Covid Italia, dopo il monitoraggio di venerdì prossimo, 29 gennaio 2021, potrebbe cambiare sensibilmente la mappa dei colori delle Regioni, per quanto riguarda i contagi Covid-19. Ecco quali Regioni potrebbero cambiare colore.

Covid-19, nuova mappa colori Italia dal 31 gennaio

Al momento, Campania, Basilicata, Molise, Toscana e la Provincia autonoma di Trento sono in zona gialla; la Sicilia, insieme alla Provincia autonoma di Bolzano, è in zona rossa. Le altre Regioni sono collocate in zona arancione: come è noto, non è possibile migrare dalla zona rossa alla arancione o dalla arancione alla gialla prima di due settimane.
Domenica prossima, 31 gennaio, potrebbe cambiare la geografia dei colori. Nell’ultimo monitoraggio settimanale dell’ISS (riguarda il periodo dall’11 al 17 gennaio), quasi tutte le regioni hanno presentato una situazione in miglioramento: qualora fosse confermato anche questa settimana, alcune Regioni potrebbero passare nella zona gialla.

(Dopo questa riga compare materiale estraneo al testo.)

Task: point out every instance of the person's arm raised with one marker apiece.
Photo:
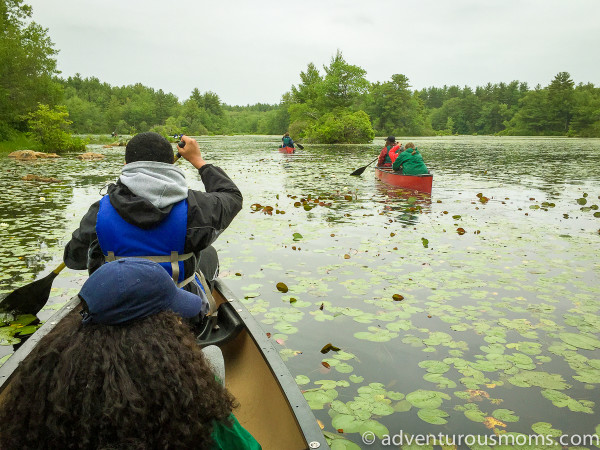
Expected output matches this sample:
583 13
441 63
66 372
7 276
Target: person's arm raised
191 152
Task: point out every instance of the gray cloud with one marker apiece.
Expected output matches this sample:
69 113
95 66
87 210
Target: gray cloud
254 51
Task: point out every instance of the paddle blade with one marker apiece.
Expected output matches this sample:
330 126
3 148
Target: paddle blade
359 171
29 299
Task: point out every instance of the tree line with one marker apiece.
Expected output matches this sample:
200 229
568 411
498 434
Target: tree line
335 104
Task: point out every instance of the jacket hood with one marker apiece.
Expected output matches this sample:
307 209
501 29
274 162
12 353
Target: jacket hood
146 192
161 184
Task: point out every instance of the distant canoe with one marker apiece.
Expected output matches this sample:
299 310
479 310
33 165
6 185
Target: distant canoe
422 183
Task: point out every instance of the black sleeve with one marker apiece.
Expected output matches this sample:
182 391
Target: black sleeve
76 250
210 212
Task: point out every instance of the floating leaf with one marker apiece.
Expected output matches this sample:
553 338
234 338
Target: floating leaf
433 416
424 399
329 347
475 415
545 429
282 287
584 341
491 422
505 415
302 379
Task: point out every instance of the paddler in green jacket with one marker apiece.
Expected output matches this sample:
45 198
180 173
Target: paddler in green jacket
410 161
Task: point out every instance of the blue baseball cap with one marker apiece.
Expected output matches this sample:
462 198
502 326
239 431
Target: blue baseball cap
133 288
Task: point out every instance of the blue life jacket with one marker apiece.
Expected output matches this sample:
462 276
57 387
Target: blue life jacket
163 244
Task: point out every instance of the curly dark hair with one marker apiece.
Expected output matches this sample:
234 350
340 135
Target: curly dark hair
145 385
149 146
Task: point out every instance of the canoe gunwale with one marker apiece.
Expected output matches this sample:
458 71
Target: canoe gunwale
421 183
298 405
9 367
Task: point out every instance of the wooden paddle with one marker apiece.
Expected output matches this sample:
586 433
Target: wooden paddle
360 170
32 297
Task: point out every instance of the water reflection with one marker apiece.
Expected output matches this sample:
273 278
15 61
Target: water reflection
490 309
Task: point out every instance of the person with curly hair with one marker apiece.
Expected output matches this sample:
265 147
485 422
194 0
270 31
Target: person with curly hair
128 376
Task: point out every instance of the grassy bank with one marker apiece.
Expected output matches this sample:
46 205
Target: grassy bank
18 142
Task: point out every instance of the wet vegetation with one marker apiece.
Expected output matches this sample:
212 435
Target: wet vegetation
470 311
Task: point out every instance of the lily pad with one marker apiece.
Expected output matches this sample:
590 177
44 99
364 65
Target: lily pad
433 416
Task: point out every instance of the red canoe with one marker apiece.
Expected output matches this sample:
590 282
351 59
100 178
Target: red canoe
421 183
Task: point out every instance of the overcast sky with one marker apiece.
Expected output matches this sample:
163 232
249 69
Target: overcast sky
254 51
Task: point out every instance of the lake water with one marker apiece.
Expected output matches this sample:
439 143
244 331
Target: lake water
498 329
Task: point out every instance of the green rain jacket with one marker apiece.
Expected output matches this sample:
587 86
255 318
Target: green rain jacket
411 161
234 437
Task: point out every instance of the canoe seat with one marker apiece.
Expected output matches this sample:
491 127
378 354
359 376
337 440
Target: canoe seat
221 327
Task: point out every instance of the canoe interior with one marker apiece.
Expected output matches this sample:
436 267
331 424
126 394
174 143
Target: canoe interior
272 408
422 183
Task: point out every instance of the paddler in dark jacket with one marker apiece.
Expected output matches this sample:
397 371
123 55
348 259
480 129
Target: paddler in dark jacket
150 212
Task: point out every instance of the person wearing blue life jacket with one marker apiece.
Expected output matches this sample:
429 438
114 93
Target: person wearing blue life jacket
151 213
410 161
287 141
125 374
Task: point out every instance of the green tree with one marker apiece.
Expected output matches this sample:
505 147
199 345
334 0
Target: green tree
27 66
50 128
561 101
343 83
341 127
395 109
586 111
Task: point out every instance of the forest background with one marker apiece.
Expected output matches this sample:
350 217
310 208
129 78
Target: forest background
334 105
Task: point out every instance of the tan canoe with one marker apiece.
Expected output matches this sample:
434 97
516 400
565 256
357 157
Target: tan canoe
272 408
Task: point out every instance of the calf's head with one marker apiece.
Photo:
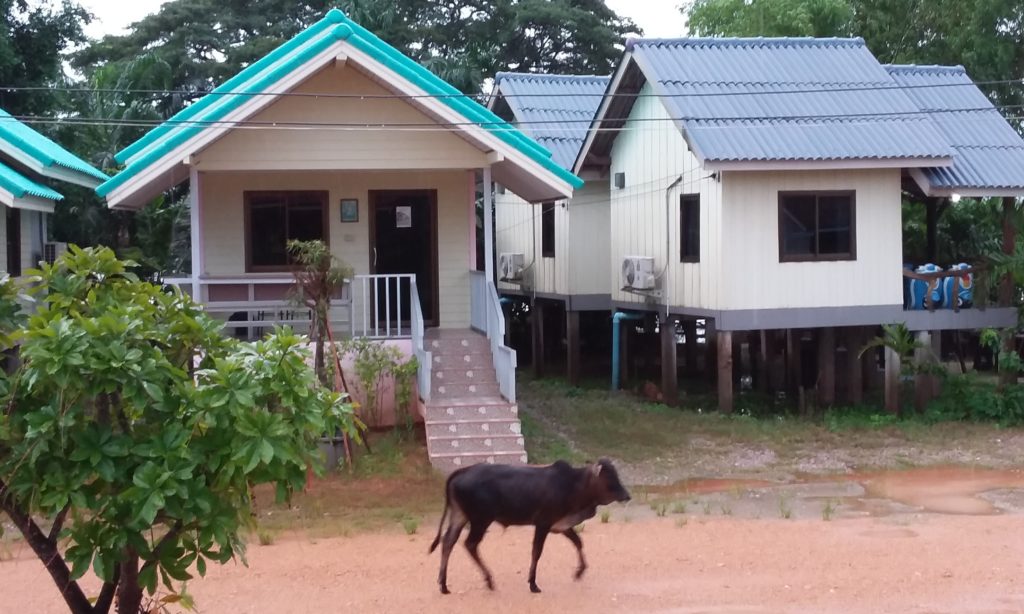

Puglia e Umbria da arancione, Liguria verso la zona gialla

Per ora, solamente Puglia e Umbria hanno registrato dati da zona arancione. La Liguria, con Rt medio sotto 1 e rischio complessivo basso, potrebbe passare in zona gialla così come il Veneto, che ha fatto registrare un Rt in forte calo (valore medio 0,81) e un’incidenza di contagi calata a 201 ogni 100mila abitanti.
La Sicilia potrebbe aspirare alla zona arancione da domenica 31 gennaio: i dati dell’ultimo report sono incoraggianti, con un indice Rt in calo, anche se il livello di rischio resta alto.
La Provincia Autonoma di Bolzano, invece, sta andando verso misure ancora più stringenti. Il governatore Arno Kompatscher, domani, 28 gennaio, dovrebbe firmare un’ordinanza che prevede, da domenica, la chiusura di bar e ristoranti.
Per il momento, nessuna regione possiede i requisiti per accedere alla zona bianca. Solo una regione, al momento, potrebbe raggiungere il sospirato obiettivo ‘zona bianca’ a breve: si tratta della Basilicata, che ha avuto un’incidenza settimanale di 60,58 casi (contro i 96 della settimana precedente).